F. , 2004). Considering all those factors I believe that Chrysler was the best choice of a partner.
However, during those early stages of cross-cultural mergers and acquisitions there was little experience on making the venture work. In the appendix, I raise the main friction points and analyze how they should have been treated according to the literature. From this analysis we can see that the companies where different in all regards. In fact, seeing the range of daily activities and structure it is evident that the two companies operated in completely opposite. Thus, it was truly a “marriage of opposites”. But still this is not a strong argument for integration efforts failure.
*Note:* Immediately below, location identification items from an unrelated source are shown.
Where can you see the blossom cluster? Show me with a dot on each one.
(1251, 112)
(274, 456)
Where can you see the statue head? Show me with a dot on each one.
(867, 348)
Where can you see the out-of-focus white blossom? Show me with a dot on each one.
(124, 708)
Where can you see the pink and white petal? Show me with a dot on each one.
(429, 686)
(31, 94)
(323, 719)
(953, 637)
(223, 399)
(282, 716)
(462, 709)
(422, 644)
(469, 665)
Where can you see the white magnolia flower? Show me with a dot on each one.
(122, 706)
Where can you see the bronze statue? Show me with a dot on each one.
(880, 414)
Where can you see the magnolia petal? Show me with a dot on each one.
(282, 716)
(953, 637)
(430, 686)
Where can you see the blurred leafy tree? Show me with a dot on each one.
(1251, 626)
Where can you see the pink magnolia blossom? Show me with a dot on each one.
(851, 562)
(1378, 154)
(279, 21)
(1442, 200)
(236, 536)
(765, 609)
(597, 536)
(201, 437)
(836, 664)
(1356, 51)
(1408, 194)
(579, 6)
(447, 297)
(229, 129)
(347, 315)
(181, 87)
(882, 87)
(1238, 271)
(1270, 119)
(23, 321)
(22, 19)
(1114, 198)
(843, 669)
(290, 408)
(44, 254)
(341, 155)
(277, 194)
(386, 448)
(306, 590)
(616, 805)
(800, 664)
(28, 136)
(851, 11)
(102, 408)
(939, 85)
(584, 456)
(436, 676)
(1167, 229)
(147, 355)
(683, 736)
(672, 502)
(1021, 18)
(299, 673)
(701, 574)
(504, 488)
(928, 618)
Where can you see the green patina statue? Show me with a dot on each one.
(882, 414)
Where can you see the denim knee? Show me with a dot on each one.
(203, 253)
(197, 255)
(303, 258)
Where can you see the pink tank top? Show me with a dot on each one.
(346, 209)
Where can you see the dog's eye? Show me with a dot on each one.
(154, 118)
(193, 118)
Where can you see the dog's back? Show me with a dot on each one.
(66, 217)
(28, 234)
According to Bartlett & Beamish persistence and willingness to evolve and adapt are the key to success in all collaborations. By looking through the friction points and what the literature suggests I tried to point who the person in charge of each process should in fact be. The company in Bold in appendix is the company that should lead the efforts in that process after the merger; due to its expertise which then would benefit the whole. It is evident that either Chrysler or both companies should manage the new company.
In reality Chrysler tried to pass this through to Daimler but simply the management failed to penetrate the strong conservative culture of Daimler in the beginning and then it lacked the persistency. Then, Daimler took advantage of that weakness and it saw this merger not as a marriage of equals but as a takeover. So the greatest problem of the integration process was the combination of Chrysler’s inability to assert its processes and then Daimler’s failure to evolve, adapt and respect its ally. Question 2 In order to give advice I consider Bartlett’s & Beamish’s framework on guidelines for a successful JV.
First, there was a lack of proper pre-merger analysis which, had it been executed properly, would have raised early on the friction points. Secondly, there were no common objectives set and there was no plan on the course of action after the merger. The CIC and the PMI integration teams had no framework and dealt with issues as they arose, and thus were bound to fail. So, before embarking on a collaboration venture the CEOs should have thought of those steps. As we found, the inability to adapt and the cultural differences had been the main source of problems.
Trust is the main fuel of collaboration and it can only be developed over time, being a result of shared experiences (Bartlett & Beamish, 2011). In our case the two extremes merged one day and they were simply expected to run like clockwork. An alliance has similar benefits with a merger (Bartlett & Beamish, 2011) but addresses the core problems better for the following reasons. A main benefit of an alliance is that when it is formed it has an exit clause, which allows the two companies to integrate more relaxed, and it offers a vehicle to learning and experimentation for the necessary bonds and trust to be formed.
This lays the best conditions for a hybrid culture to form. Also, the companies’ operations that offer the greatest potential to synergies can be integrated, whereas the extreme opposite ones can be left to operate independently. This means that sectors such as R&D can be jointed and Branding can operate independent. However, an alliance, alone, would not work for those companies as they wanted to go large. In my opinion, the best solution would be to form an alliance as a way to build on trust and learning and then as a second step, if both sides where mature, merge in common respect with clear objectives and structure.